Morwenna looked at the TV to distract herself. The television was still snowy, but a picture was starting to show.

A newscaster stood on a roadway. Morwenna could see the buildings around her and she recognized the little town just at the base of the mountain. The reporter was standing just outside the police station.

“Police have recaptured escaped white-collar criminal Luke DeFeo,” she said, her voice cheerful. “DeFeo managed to escape during a prisoner transfer yesterday, midday. It's Christmas for the cops, too! The con walked right into the police station, half-delirious, and gave himself up. One
of the state's finest, Detective Gabriel Lange, had been in hot pursuit—we have no information as to Lange's whereabouts, but rescue crews are out now, searching for him. In other news, despite the snowstorm, electricity is being restored to about five thousand homes, and in all, it looks like a white and merry Christmas. Over to you, now, Walter!”

“How the heck did the man get down the mountain so fast?” Mac asked incredulously.

“Really, that's just about impossible,” Mike said.

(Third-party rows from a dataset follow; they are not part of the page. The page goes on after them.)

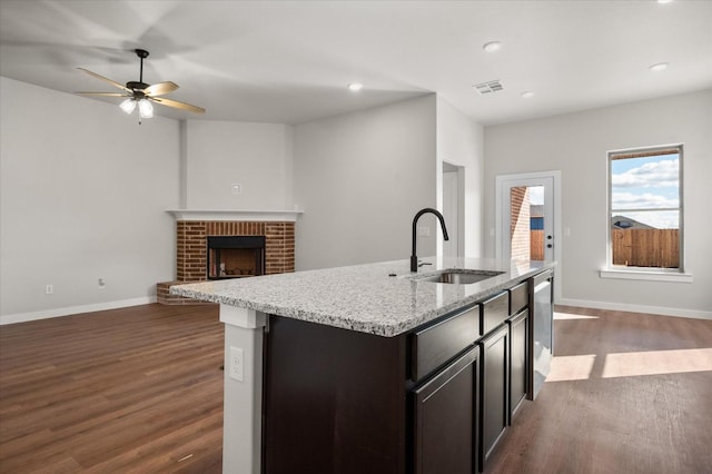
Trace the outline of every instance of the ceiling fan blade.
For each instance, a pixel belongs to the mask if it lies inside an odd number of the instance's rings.
[[[85,71],[85,72],[86,72],[86,73],[88,73],[89,76],[93,76],[93,77],[95,77],[95,78],[97,78],[97,79],[100,79],[100,80],[102,80],[102,81],[105,81],[105,82],[108,82],[108,83],[110,83],[110,85],[111,85],[111,86],[113,86],[113,87],[118,87],[118,88],[119,88],[119,89],[121,89],[121,90],[125,90],[125,91],[127,91],[127,92],[129,92],[129,93],[134,93],[134,91],[132,91],[131,89],[127,88],[127,87],[126,87],[126,86],[123,86],[122,83],[118,83],[118,82],[117,82],[117,81],[115,81],[115,80],[111,80],[111,79],[109,79],[109,78],[105,78],[103,76],[98,75],[98,73],[96,73],[96,72],[91,72],[89,69],[85,69],[85,68],[77,68],[77,69],[79,69],[80,71]]]
[[[174,107],[176,109],[188,110],[196,113],[205,113],[202,107],[191,106],[190,103],[179,102],[177,100],[164,99],[162,97],[149,97],[152,101],[160,103],[161,106]]]
[[[147,96],[157,97],[168,92],[172,92],[176,89],[178,89],[178,85],[176,82],[166,81],[147,87],[146,89],[144,89],[144,93]]]
[[[121,92],[75,92],[80,96],[130,97]]]

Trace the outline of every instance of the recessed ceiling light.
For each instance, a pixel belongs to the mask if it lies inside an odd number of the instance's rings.
[[[502,49],[502,41],[488,41],[482,45],[482,49],[487,52],[495,52]]]

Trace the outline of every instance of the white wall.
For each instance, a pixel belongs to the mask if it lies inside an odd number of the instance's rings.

“You think they got the right man?” Bobby asked.

“Yeah, they flashed his picture up there in the corner, didn't you see it?” Mac asked.

“Maybe he fell down half of it,” Stacy suggested.

“Well, they have him, and that's that,” Bobby said. He limped over to Morwenna and slid into the booth next to her. “Gabe is going to be all right, too, then.”

“Sounds odd, doesn't it, Bobby?” she asked.

“What's that?”

“DeFeo handed himself in,” Morwenna said.

“He
handed himself in.
That really doesn't sound like the guy who was fighting Gabe on the mountain.”